Initial Filing To The First Review
The federal trademark application and registration process are a long and tedious one, sometimes taking anywhere from several months to several years. After filing for your trademark, the United States Patent and Trademark Office, or USPTO, could take about three months just to simply review your application. From there, your application could be approved and the USPTO publishes the trademark, or the Examiner could find some errors in your application and sends out Office Action.
The USPTO issues Office Action if there are any issues with the application that prevents it from being approved. An office action is an opinion letter from the USPTO stating they have a reason (or reasons!) to reject your application. A lot of people use document preparation companies like Legalzoom to save the cost but end up getting a lawyer's help due to office actions. If you receive an Office Action, you will have six months to respond and correct your errors. Failure to respond in six months will result in your application being considered “abandoned,” and you will need to start the process again with a new application. After reviewing your response, the Examiner reviews whether your response is satisfactory. If not, a second or final Office Action will be sent out about one to two months and the process in the first office action repeats. If you have received a final Office Action, you will have 6 months to request a reconsideration of the final action or file a Notice of Appeal with the Trademark Trial and Appeal Board. Because of this, it is crucial that your application is filled out correctly because this process could delay your application by roughly a year.
The Opposition Period
Once one to two months have passed after all Office Actions have been resolved, your application enters a stage called “The Opposition Period”. At this time, your application will be published in the official journal of the USPTO (the Official Gazette). Your application will be able to be viewed by the public, and it gives 30 days for anyone to oppose your mark. Opposing third-parties can also request to have the opposition period extended, delaying your trademark even longer. (e.g. DC Comics opposed to Rihanna's first name 'Robyn' arguing it is confusingly similar to their Batman sidekick Robin)
Certificate of Registration and Renewal
If there is no opposition to your trademark, your mark will be federally registered with the USPTO within about two to three months and you will receive your Certificate of Registration, but the process doesn’t end there. Between years five and six after registration, a Declaration of Continued Use must be filed in order to prove that you are still using your mark in commerce. Failure to file at this time could result in the cancellation of your federal trademark registration. Between years nine and ten after registration, another Declaration of Continued Use must be filled out, along with an Application for Renewal.

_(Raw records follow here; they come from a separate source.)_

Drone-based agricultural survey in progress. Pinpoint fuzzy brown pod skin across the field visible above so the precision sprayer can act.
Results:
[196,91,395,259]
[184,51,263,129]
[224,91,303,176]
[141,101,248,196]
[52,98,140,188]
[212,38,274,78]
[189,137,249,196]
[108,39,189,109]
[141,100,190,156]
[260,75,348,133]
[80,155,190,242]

In conclusion, it takes 8 months to several years to register a trademark. Make sure you apply to register a distinctive mark, one that is unique, easily recognizable, and has no dictionary meaning or significance except as a trademark. Also, seek help when filling out your application from an intellectual property attorney. Filing with an attorney increases the chance of trademark registrations. Experienced trademark attorneys can file your application in the best way possible in order to get your mark the protection and strength it needs to get through the registration process with as few delays as possible.